A lot of things, as this journey with Horowitz and her walking companions proves.
In this book, the world comes alive through the mundane — in Horowitz’s experience with her co-walkers, nothing is too dull to be undeserving of attention. An old sofa thrown out on the street and the underside of leaves become objects of intense scrutiny to an illustrator and an entomologist respectively. During a stroll with a typographer, every letter seen on a flyer or the side of a taxi radiates its own personality. When walking with a geologist, the stones and pavements become living and breathing beings, revealing traces of what used to live in them.
Adding to the fascination is how Horowitz cleverly fuses witty storytelling with well-informed scientific explanation throughout. With her strong foundation in the cognitive and behavioural sciences, Horowitz backs up her observations with comprehensive scientific information and research.
That we subconsciously look in the direction of our destination – which makes others able to predict where we are headed just by observing the tilt of a head or the turn of a shoulder – is only one of many observations that give us a better understanding of ourselves.
Horowitz also takes us beyond just looking with the eye. Walking with a blind woman and a sound engineer opens up the senses to the world of sounds. In the case of the blind walker and the geologist, the tactile world of contact with the environment becomes a very important way to make sense of the world.

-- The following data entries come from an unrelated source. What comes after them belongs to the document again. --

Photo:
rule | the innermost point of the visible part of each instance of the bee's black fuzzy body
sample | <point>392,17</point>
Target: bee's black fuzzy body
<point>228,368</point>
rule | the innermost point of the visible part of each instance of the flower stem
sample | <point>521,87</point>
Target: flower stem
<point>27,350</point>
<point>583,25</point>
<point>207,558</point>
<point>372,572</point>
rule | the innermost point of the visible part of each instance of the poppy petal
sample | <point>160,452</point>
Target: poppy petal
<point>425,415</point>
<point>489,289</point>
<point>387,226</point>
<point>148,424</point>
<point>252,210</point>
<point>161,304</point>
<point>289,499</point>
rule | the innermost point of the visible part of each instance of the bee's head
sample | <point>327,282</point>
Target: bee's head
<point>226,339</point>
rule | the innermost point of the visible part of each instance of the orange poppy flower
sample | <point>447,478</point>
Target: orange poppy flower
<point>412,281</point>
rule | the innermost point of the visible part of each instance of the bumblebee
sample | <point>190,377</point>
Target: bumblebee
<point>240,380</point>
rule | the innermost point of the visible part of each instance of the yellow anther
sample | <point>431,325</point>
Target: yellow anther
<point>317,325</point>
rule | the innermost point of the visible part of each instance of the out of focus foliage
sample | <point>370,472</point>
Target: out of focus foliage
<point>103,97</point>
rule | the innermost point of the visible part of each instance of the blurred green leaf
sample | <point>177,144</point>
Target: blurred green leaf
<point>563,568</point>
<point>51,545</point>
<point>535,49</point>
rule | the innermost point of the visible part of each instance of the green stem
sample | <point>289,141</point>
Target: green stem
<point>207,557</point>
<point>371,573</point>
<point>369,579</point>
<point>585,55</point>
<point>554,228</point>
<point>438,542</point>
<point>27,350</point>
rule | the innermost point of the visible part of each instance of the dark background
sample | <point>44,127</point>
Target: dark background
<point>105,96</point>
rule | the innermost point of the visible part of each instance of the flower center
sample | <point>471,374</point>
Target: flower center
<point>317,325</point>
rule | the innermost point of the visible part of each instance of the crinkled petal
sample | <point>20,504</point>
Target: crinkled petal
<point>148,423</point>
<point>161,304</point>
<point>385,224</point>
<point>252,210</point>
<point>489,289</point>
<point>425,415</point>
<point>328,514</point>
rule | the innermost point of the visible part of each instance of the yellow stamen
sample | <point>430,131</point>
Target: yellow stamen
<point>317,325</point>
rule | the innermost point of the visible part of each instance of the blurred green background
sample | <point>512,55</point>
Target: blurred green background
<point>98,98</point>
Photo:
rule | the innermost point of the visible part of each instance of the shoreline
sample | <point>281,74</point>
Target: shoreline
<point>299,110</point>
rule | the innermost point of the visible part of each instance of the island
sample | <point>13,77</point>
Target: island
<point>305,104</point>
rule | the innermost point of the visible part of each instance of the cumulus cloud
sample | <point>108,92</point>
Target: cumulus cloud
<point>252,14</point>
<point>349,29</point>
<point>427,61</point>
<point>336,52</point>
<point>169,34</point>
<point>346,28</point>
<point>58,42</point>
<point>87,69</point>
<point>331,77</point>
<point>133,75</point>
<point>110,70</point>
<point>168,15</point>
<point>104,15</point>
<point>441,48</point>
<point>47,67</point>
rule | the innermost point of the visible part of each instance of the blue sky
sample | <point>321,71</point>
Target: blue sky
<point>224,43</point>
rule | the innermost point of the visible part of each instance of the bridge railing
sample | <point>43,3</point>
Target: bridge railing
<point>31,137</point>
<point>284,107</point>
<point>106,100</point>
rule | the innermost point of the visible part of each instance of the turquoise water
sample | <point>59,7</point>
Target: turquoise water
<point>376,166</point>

This book shows how a blessing can often be a curse as well. Most of us are blessed with the ability to ignore most of what is happening around us, especially when we have familiarised ourselves with a place. This is crucial in preventing our senses from becoming over-stimulated. At the same time, this is bad news to us as it means our senses have a tendency to shut down a little once there is a perceived sense of familiarity, convinced that we no longer have to actively absorb new information since everything is already so familiar.
We see so much of everything every day that we stop seeing things for what they are. They are reduced to mere background that passes by in a blur. There is a solution to this curtailing of our senses, though, and that is to realise that the extent to which our senses interact with the world depends on wanting to do so.
If you want to be delighted by revelations of human perception and behaviour not consciously known before, this is the book to check out. If not for any other reason, this book is a life lesson that teaches us to start paying real attention to our world.